Skotlandia menentukan masa depannya lewat referendum kemerdekaan dari Kerajaan Inggris pada Kamis (18/9). Di antara 4,2 juta warga Skotlandia yang berhak melakukan voting, terdapat suara minoritas warga Muslim Skotlandia. Jajak pendapat sementara menunjukkan hasil bahwa suara minoritas Muslim memilih 'ya' untuk kemerdekaan Skotlandia. Hasil akhir referendum yang cukup disoroti warga dunia ini baru akan terungkap, Jumat (19/9) waktu Indonesia.
Al-Arabiya melaporkan, jajak pendapat yang diselenggarakan radio Asia Awaz FM menyatakan, 64 persen orang Asia di Skotlandia memilih merdeka. Sebagian besar keturunan Asia di negara itu adalah Muslim. Kalau dihitung secara populasi, sebesar 1,4 persen dari 5,2 juta penduduk Skotlandia adalah penganut Islam.
Macam-macam alasan diberikan oleh warga Muslim Skotlandia mengapa mereka memilih "yes" untuk merdeka dari Inggris. Salah satu alasan yang paling banyak dikemukakan terkait dengan penutupan kantor imigrasi.
Salah satu warga Muslim Skotlandia, Ahmed Sheikh, mengatakan, bila hasil akhir kelompok "yes" menang, kantor tahanan imigrasi di Dungavel, misalnya, akan ditutup. "Muslim Skotlandia memiliki suara dan itu penting. Bagi siapa pun yang masih ragu-ragu, mereka harus memilih 'ya'," kata Ahmed.
Banyak Muslim di Skotlandia menilai, Pemerintah Inggris Raya selama ini melanggar hukum dengan melibatkan diri ke perang Irak dan Afghanistan. Ahmed mengklaim suara komunitas Muslim Skotlandia menginginkan ada kontrol yang lebih kuat dalam kebijakan luar negeri negara tersebut. Bila kubu "yes" menang, Ahmed berharap suara warga Muslim yang menentang penyerbuan atas Afghanistan dan Irak akan terakomodasi.
Fasilitator utama kampanye kemerdekaan Skotlandia di Asia, Nighet Riaz, mengatakan, suara "ya" dalam referendum memungkinkan Skotlandia menjadi tumpuan harapan seluruh dunia. Riaz mengatakan, ini bukan tentang menjadi anti-Inggris atau tidak memilih poundsterling sebagai mata uang. Referendum adalah evolusi alami untuk Skotlandia. "Kami akan menjadi pembawa perdamaian, mengontrol keputusan kebijakan luar negeri, dan tak akan menyebabkan konflik yang tak perlu."

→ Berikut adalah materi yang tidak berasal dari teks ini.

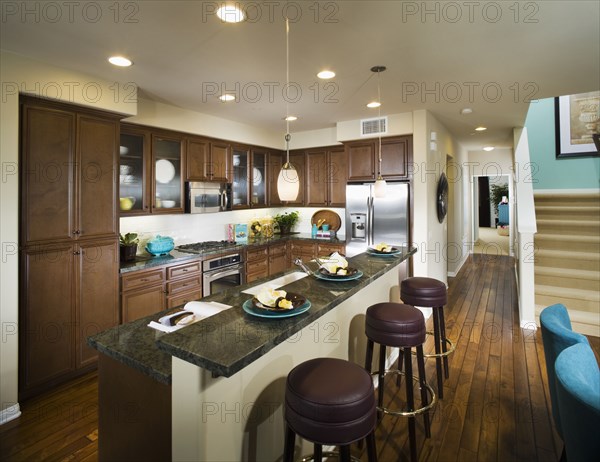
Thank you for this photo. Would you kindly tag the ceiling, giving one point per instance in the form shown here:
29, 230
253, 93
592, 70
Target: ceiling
441, 56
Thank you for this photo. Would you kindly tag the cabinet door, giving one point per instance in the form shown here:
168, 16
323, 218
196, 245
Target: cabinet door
297, 160
258, 177
275, 164
197, 160
361, 161
338, 168
167, 156
48, 158
97, 291
134, 172
240, 187
47, 315
316, 178
136, 304
394, 158
97, 176
220, 162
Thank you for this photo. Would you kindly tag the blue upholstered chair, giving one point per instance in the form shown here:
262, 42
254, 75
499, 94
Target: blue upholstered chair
578, 396
557, 335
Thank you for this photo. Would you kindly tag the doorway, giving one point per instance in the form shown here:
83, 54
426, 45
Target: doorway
490, 237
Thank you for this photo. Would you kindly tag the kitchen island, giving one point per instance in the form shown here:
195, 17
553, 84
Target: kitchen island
227, 372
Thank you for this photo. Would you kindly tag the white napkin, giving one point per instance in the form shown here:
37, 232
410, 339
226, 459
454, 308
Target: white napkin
201, 310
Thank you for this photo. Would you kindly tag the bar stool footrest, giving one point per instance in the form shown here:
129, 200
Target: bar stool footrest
416, 412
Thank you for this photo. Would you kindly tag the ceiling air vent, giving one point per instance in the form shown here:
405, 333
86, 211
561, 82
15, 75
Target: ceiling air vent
373, 126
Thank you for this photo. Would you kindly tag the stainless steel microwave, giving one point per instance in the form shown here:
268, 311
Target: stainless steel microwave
204, 197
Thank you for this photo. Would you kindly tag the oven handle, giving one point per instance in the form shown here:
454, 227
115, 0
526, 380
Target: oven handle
232, 270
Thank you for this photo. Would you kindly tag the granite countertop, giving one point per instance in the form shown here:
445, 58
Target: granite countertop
175, 256
230, 340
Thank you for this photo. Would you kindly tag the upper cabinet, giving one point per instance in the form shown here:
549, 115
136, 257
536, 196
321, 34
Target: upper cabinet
363, 158
326, 177
150, 171
208, 160
69, 164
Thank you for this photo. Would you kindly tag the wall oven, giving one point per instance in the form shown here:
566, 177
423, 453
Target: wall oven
207, 197
222, 273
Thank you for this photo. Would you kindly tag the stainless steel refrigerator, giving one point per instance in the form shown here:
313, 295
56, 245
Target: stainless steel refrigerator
371, 220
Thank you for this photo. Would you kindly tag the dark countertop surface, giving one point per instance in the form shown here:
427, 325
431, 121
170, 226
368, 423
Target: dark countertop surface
232, 339
176, 256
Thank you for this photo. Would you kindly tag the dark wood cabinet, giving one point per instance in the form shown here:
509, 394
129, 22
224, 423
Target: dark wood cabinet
326, 177
97, 294
69, 258
207, 160
69, 163
363, 158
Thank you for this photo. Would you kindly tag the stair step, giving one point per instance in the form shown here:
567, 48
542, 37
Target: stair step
567, 242
567, 278
575, 227
567, 259
577, 299
567, 211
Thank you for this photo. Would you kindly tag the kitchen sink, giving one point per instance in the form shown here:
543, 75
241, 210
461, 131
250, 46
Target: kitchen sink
277, 283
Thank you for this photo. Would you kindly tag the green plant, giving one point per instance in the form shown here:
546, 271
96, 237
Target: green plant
128, 239
498, 191
287, 220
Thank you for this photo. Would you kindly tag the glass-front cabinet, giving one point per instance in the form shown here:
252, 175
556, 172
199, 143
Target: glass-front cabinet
133, 164
168, 187
150, 169
259, 176
240, 187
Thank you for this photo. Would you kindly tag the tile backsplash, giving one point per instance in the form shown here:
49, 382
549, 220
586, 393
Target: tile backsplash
187, 228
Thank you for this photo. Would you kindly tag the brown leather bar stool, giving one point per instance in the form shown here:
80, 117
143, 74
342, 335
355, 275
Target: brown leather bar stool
429, 292
402, 326
330, 402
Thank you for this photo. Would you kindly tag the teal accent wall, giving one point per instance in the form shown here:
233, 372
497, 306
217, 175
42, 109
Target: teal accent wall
550, 172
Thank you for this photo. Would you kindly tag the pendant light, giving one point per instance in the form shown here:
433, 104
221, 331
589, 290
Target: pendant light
288, 183
380, 184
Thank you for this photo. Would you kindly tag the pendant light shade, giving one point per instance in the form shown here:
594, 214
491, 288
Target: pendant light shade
288, 183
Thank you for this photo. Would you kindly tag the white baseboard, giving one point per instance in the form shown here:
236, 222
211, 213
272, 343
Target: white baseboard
10, 413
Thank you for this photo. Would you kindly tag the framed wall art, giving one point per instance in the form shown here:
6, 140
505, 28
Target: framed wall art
577, 121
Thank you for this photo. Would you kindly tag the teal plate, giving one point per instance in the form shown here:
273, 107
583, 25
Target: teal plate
356, 275
249, 308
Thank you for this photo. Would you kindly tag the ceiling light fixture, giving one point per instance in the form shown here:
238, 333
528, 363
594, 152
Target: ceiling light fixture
230, 13
380, 184
326, 74
288, 183
120, 61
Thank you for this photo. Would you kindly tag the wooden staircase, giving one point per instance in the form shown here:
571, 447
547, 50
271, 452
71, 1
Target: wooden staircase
567, 257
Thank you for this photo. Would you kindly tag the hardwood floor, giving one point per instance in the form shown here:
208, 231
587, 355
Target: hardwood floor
495, 408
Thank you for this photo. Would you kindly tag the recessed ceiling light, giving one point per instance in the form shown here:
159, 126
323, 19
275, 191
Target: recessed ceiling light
230, 13
326, 75
120, 61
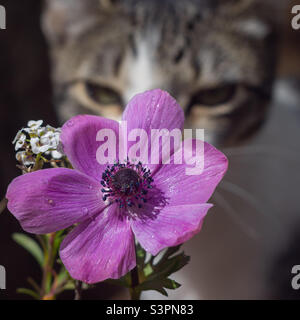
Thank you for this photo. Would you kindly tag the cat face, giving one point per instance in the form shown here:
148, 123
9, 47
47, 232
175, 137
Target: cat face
216, 60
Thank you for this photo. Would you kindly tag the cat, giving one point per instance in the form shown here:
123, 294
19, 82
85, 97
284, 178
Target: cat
215, 57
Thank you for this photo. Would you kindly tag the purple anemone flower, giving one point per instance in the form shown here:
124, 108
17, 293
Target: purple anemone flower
111, 205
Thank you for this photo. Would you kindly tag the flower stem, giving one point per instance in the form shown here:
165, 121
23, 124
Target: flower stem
134, 292
78, 289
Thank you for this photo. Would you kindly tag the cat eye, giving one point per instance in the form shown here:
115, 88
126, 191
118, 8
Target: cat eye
214, 96
102, 95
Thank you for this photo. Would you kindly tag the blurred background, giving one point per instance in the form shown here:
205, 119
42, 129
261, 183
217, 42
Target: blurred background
251, 238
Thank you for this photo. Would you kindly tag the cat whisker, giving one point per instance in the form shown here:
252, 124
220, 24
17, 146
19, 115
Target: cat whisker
249, 231
263, 151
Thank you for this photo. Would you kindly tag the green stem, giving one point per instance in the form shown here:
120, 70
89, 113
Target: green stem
135, 293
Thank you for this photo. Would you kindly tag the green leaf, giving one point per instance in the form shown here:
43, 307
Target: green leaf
30, 245
156, 276
29, 293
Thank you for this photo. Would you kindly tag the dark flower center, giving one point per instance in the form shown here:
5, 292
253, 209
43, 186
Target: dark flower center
126, 184
126, 181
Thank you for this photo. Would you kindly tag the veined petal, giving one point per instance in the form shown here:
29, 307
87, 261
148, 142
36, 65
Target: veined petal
100, 248
172, 226
154, 109
79, 136
180, 188
48, 200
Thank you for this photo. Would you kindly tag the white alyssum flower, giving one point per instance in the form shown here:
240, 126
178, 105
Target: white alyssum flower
25, 158
35, 140
34, 125
19, 140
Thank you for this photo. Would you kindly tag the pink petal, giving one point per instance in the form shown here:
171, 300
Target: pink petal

Saat Skotlandia menjadi tuan rumah Pesta Olahraga Persemakmuran pada tahun ini, sudah tampak keinginan mereka untuk kemerdekaan. Mohammed Shahzad, yang mewakili Skotlandia dalam pertandingan, mengatakan ia berencana memilih "ya". Seperti kebanyakan Muslim Skotlandia, dia ingin negara dapat mengendalikan sumber daya dan kekayaan sendiri.
Skotlandia, menurut Shahzad, merupakan negara yang sangat ramah terhadap budaya dan negara lain. Selain itu, komunitas Muslim lebih diterima di Skotlandia dibandingkan di seluruh Inggris.
Akan tetapi, tak semua warga Muslim Skotlandia setuju dengan kemerdekaan. Beberapa Muslim melihat sisi gelap kemerdekaan. "Kita perlu untuk tetap bersama Inggris, dunia bergerak sedemikian rupa dan kemerdekaan berarti rasisme," kata mahasiswi di Universitas Glasgow, Yasar Yousafzai.
Hal senada disampaikan dosen klinis di Universitas Glasgow, dr Imran Ahmad. Ia juga mengatakan pemisahan Skotlandia dari Inggris dapat menyebabkan penurunan dalam pendanaan universitas serta sumber daya kesehatan. "Ini tak pernah disampaikan secara eksplisit, tetapi tersirat bahwa kita mendapatkan dana yang lebih baik untuk penelitian jika tetap menjadi bagian dari Inggris," ungkap Ahmad.
Sejak Kamis (18/9) pagi waktu setempat, para pemilih di Skotlandia mulai melakukan voting. Para pemilih akan menjawab "ya" atau "tidak" atas pertanyaan referendum: "Haruskah Skotlandia menjadi sebuah negara merdeka?"
BBC pada Kamis (18/9) melaporkan, 4,285 juta warga Skotlandia atau 97 persen yang tercatat ikut pemilu akan menentukan masa depan negeri itu. Panitia menyediakan 2.608 tempat pemilihan di seluruh negeri mulai dari Edinburgh hingga Aberdeen.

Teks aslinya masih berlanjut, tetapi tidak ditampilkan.